Setting aside for a rainy day the creepiness of an American military man instructing ordinary Americans about the finer points of history—whatever the truth and belatedness of the actual lesson being taught—I couldn’t help but wince at something Seidule says near the end of the video, after he has already reiterated and thoroughly demolished the usual counter-arguments.

“It’s to America’s everlasting credit that it fought the most devastating war in its history in order to abolish slavery,” he intones. “As a soldier, I am proud that the US army—my army—defeated the Confederates. In its finest hour, soldiers wearing this blue uniform—almost 200,000 of them former slaves themselves—destroyed chattel slavery, freed more than four million men, women and children from human bondage, and saved the United States of America.”

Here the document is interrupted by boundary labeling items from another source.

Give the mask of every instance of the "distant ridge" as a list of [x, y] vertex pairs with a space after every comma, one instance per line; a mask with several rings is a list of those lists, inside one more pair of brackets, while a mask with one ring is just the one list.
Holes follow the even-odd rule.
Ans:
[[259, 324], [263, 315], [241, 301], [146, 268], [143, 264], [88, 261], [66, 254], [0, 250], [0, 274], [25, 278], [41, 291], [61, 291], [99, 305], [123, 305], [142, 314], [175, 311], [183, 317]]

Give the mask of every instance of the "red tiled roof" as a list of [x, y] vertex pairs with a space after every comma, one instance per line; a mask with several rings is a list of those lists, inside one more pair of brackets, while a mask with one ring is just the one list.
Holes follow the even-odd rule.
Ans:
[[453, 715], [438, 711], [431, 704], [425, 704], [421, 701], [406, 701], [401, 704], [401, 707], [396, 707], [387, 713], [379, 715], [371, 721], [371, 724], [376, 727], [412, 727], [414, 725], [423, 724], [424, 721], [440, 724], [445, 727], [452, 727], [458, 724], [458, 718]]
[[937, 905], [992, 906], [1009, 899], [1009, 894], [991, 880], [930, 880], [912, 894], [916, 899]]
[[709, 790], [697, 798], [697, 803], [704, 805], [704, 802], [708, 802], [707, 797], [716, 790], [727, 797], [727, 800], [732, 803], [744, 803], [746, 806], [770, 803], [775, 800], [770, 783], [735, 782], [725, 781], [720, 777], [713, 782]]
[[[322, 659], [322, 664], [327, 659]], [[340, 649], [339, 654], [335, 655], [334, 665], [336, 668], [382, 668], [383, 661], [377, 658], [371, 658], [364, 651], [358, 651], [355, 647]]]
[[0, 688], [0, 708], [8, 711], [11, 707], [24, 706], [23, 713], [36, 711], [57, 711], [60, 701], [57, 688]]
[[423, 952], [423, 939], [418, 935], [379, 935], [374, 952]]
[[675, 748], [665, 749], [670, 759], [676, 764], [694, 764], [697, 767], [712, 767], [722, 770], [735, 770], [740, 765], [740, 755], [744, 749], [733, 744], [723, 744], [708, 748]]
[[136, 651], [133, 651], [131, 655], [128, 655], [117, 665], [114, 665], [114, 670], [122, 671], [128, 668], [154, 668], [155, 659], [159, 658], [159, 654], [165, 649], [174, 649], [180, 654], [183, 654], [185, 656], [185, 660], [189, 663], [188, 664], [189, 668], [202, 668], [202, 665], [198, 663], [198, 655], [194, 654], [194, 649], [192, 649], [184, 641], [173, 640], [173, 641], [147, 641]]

This is a familiar notion, and it is related, as Nation editorial board member Eric Foner says in an interview in the latest issue of Jacobin, to the entombment of Martin Luther King Jr. in the American Pantheon, the saccharine reduction of his vigorous radicalism to that single line about hoping his children would someday be judged by the content of their character. This way of thinking takes the often ugly and violent struggles of American history and makes them into a simplistic story about a more perfect Union and the realization, all in good time, of the ideals of the Founders.

Seidule’s video is a propaganda effort for the forces of the good, of historical accuracy, and so one hesitates to complain about his drawing on American-pie patriotism to win over his audience.

And indeed, perhaps this criticism is premature, and Seidule is preparing a series of videos outlining painful historical truths about other episodes in American history, balancing out the triumphalism of this one with a more sober honesty in the sequels. Imagine the possibilities: “Just twenty years before they fought to end slavery, the United States army—my army—fought, wearing this blue uniform, to extend the southern and western boundaries of the country, gobbling up much of Mexico, so that slavery could more easefully expand!” Or: “Little more than a decade after the Civil War, the US army was back in the field—wearing this blue uniform—exterminating most of the remaining Native Americans!” Or: “In 1898, under entirely contrived pretenses, the US military, Northerners and Southerners alike, sailed to Cuba to replace the Spanish empire in the Americas with our own, and our boys, wearing this blue uniform, planted the American flag in Havana, San Juan and Manila, all while torturing non-combatants and burning whole villages to the ground!”

Let’s not even talk about the twentieth century, or the already-busy twenty-first.

The United States army only became a liberating force when the moderately antislavery Abraham Lincoln was elected to the presidency in November 1860. Armies, see, they do what they’re told. It’s great that a West Point professor, wearing this blue uniform, would invoke our worship of the military to convince stubbornly ignorant Americans that the Civil War was about slavery; it would be even better if we didn’t need to appeal to such retrograde notions at all. Is that too much to ask? What are the implications if it is?

Exactly 150 years ago this week, The Nation published an editorial titled, “Slavery and the Slaveocracy.” The Slave Power, the editors wrote just four months after the end of the Civil War, “is not dead or even dangerously ill.” Rather, it was “almost as vigorous as it was before the war.” Perhaps even more so: “Its spirit is fiercer and more bitter than it was before the war.”

So, too, to some extent, today. Perhaps, to a military man, it makes some tactical sense to divide that spirit against itself, to appeal to American militarism against American racism and denialism. But if the target audience of Seidule’s video understands anything, it’s how to lose a battle and win the wider war.